Вызов экуменизма | страница 37



.

Совмещение этих обязанностей не так уж трудно для православного. Святоотеческая максима гласит: “люби грешника и ненавидь грех”.

Ересь, прямая причастность к оккультизму есть несомненный грех. “Беззлобия” по отношению ко греху быть у христианина не может. Гнев — это не ненависть и не зложелательство. Это отстранение от своей души того, что представляется крайне недостойным, опасным и губительным. Это своего рода система иммунной защиты души от незримой инфекции “прилогов”. В православной аскетике гнев — это движение воли, неприемлющей нечто, опознанное как искушение. С гневом Христос говорит о фарисеях — но без всякого желания погибели им. С гневом Спаситель отстраняет предложение апостола Петра уклониться от Креста — но вряд ли разумно допущение, будто Христос в эту минуту ненавидел и проклинал самого Петра.

Но свое — в том числе и эмоционально-волевое — отторжение лжи нельзя переносить на человека, который этой ложью оказался пленен. Ученики Христа не имеют права на ненависть, на желание зла или на проклятие. У них есть право только на гнев. К преп. Пимену Великому однажды подошли ученики и спросили: В Евангелии есть слова, запрещающие «гневаться на брата своего всуе». Не значит ли это, что возможен некий праведный гнев? И как узнать — когда гнев бывает “напрасным”, “всуе”, а когда это движение души оказывается должным? Преподобный Пимен ответил: всуе гневаешься за всякое лихоимство — даже если бы кто выколол у тебя правый глаз. Если же кто старается удалить тебя от Бога — на такового гневайся [61].

Поэтому борьба с сектами не есть борьба с сектантами — это борьба не против них, а за них. И в этой борьбе, по верному слову Л. Карсавина, “о догматически-теоретической веротерпимости говорить совершенно бесмысленно. Можно говорить лишь о нравственно-практической терпимости, то есть о принципиальном воздержании от насилия в применении к инаковерующим” [62].

Но демпресса упорно не желает замечать разницы между этими двумя видами терпимости, один из которых для христианина является добродетелью, а другой — грехом.

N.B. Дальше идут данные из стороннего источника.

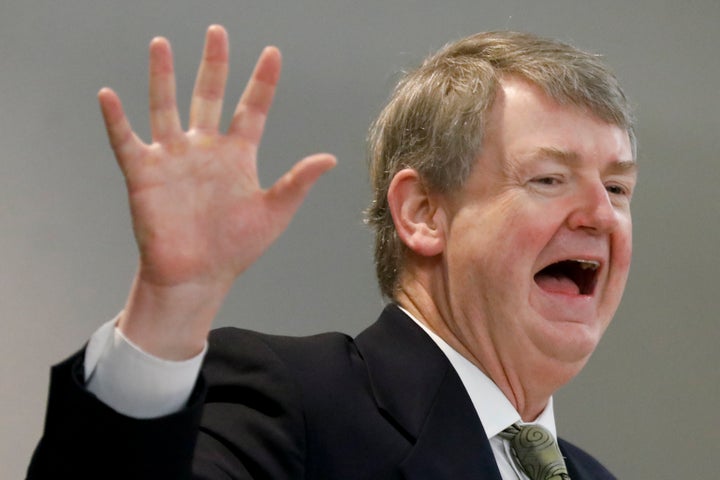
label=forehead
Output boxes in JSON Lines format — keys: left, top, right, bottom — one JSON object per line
{"left": 486, "top": 78, "right": 634, "bottom": 167}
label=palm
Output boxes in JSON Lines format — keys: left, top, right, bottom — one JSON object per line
{"left": 99, "top": 26, "right": 335, "bottom": 290}
{"left": 124, "top": 133, "right": 277, "bottom": 287}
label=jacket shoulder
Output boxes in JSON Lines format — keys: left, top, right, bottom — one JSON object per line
{"left": 197, "top": 327, "right": 371, "bottom": 479}
{"left": 205, "top": 327, "right": 355, "bottom": 380}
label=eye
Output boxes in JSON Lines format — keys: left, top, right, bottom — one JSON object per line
{"left": 526, "top": 173, "right": 568, "bottom": 196}
{"left": 605, "top": 183, "right": 631, "bottom": 196}
{"left": 532, "top": 176, "right": 563, "bottom": 186}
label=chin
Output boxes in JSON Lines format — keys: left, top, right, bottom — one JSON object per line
{"left": 533, "top": 319, "right": 605, "bottom": 365}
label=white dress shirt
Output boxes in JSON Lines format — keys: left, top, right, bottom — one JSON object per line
{"left": 85, "top": 310, "right": 557, "bottom": 479}
{"left": 84, "top": 316, "right": 206, "bottom": 418}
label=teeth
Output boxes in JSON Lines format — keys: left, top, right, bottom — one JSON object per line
{"left": 572, "top": 259, "right": 600, "bottom": 270}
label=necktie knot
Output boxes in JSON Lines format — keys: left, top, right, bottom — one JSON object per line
{"left": 500, "top": 424, "right": 570, "bottom": 480}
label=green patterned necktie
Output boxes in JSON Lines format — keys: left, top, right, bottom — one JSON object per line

И вот православный человек, почему-то желающий стяжать лавры либерального журналиста, противопоставляет себя православной конференции, на которой шла речь об активности сект в России: “я избегаю обличать тех, кто думает и верит иначе. Собственно, этим — уважением ближнего, беззлобием и верой — и живет две тысячи лет моя Церковь” [63]. Во-первых, Церковь жила Христом, а не либерально-человеческими добродетелями. Во-вторых, ближнего в Церкви полагается не “уважать”, а любить. В-третьих, можно уважать и ценить чужие верования, но можно только самим собой. В-четвертых, любовь к ближнему предполагает заботу о его духовной судьбе. И прямым долгом христианина является свидетельство сектанту о Евангелии и, соответственно, объяснение, в чем же именно состоит духовная опасность избранного сектантом пути. В-четвертых, почему же именно любой рассказ о негативных сторонах жизни сект объявляется чем-то “злобным”? Неужели автор считает невозможной без-злобную дискуссию и обличение лжи без перенесения злобы на личность оппонента?